Monday, September 17, 2012

The Supreme Court & Arizona Immigration


A common theme in news involving the Supreme Court and Obama lawyers is how woefully incompetent Team Obama appears.  This may be charitable at best: the Obama DOJ pretty much comes off as arrogant, dismissive of basic constitutional questions and ultimately spineless to take any principled stand even if they believed in any.  In short, the DOJ has become a perfect representation of Barack Obama.  That was the case in the Obamacare challenge, was the case in the Citizen's United case, and was the case in the recent Supreme Court battle over Arizona's immigration law.

An AP news story from June 25 had the title "High court rejects part of Arizona immigration law."  The story gets all the facts right: despite the extreme right-wing tilt of the court, the Supremes overwhelming rejected the reactionary law: "The court struck down these three major provisions: requiring all immigrants to obtain or carry immigration registration papers, making it a state criminal offense for an illegal immigrant to seek work or hold a job and allowing police to arrest suspected illegal immigrants without warrants."

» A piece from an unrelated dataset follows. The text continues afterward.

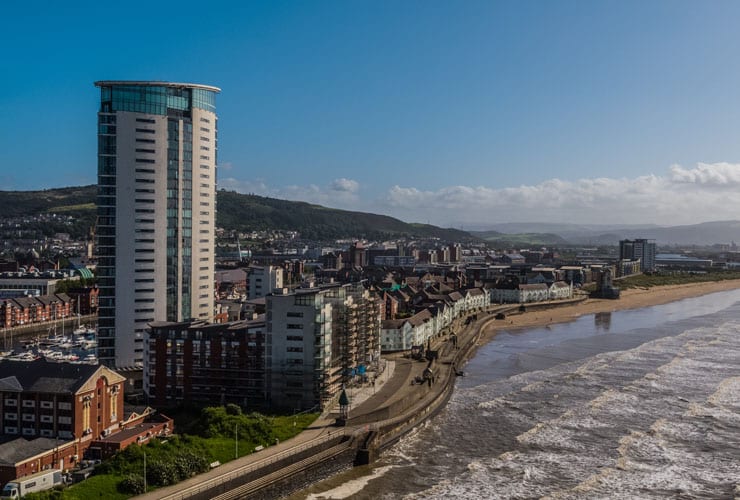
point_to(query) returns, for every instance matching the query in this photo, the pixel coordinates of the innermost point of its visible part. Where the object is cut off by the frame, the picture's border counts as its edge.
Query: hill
(236, 211)
(501, 240)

Despite these rulings, one key part of the law was left in place: "that police must check the status of people stopped for various reasons who might appear to be in the U.S. illegally."  Prez Obama decried this provision being left intact, declaring in writing: "No American should ever live under a cloud of suspicion just because of what they look like."

That Obama presented his objection in writing rather than one of his supposedly awesome speeches should tell you something.  What was left out in the AP article: the reason didn't reject the "Show me your papers" provision as an in-your-face abuse of civil liberties is because the Obama DOJ never objected the law on this point.  In fact, many of the Supreme judges could barely conceal their disgust of the DOJ during arguments over this fact.  The reasons seem pretty obvious: the Obama political team felt that sticking up for the rights of Latinos would be an election loser.

The good news: though they didn't overturn the most offensive part of the law, the Court made it pretty clear that they would if anyone could present evidence to the court that the law has or could violate any person's basic constitutional liberties.  It's a shame that Team Obama weren't the ones who did it.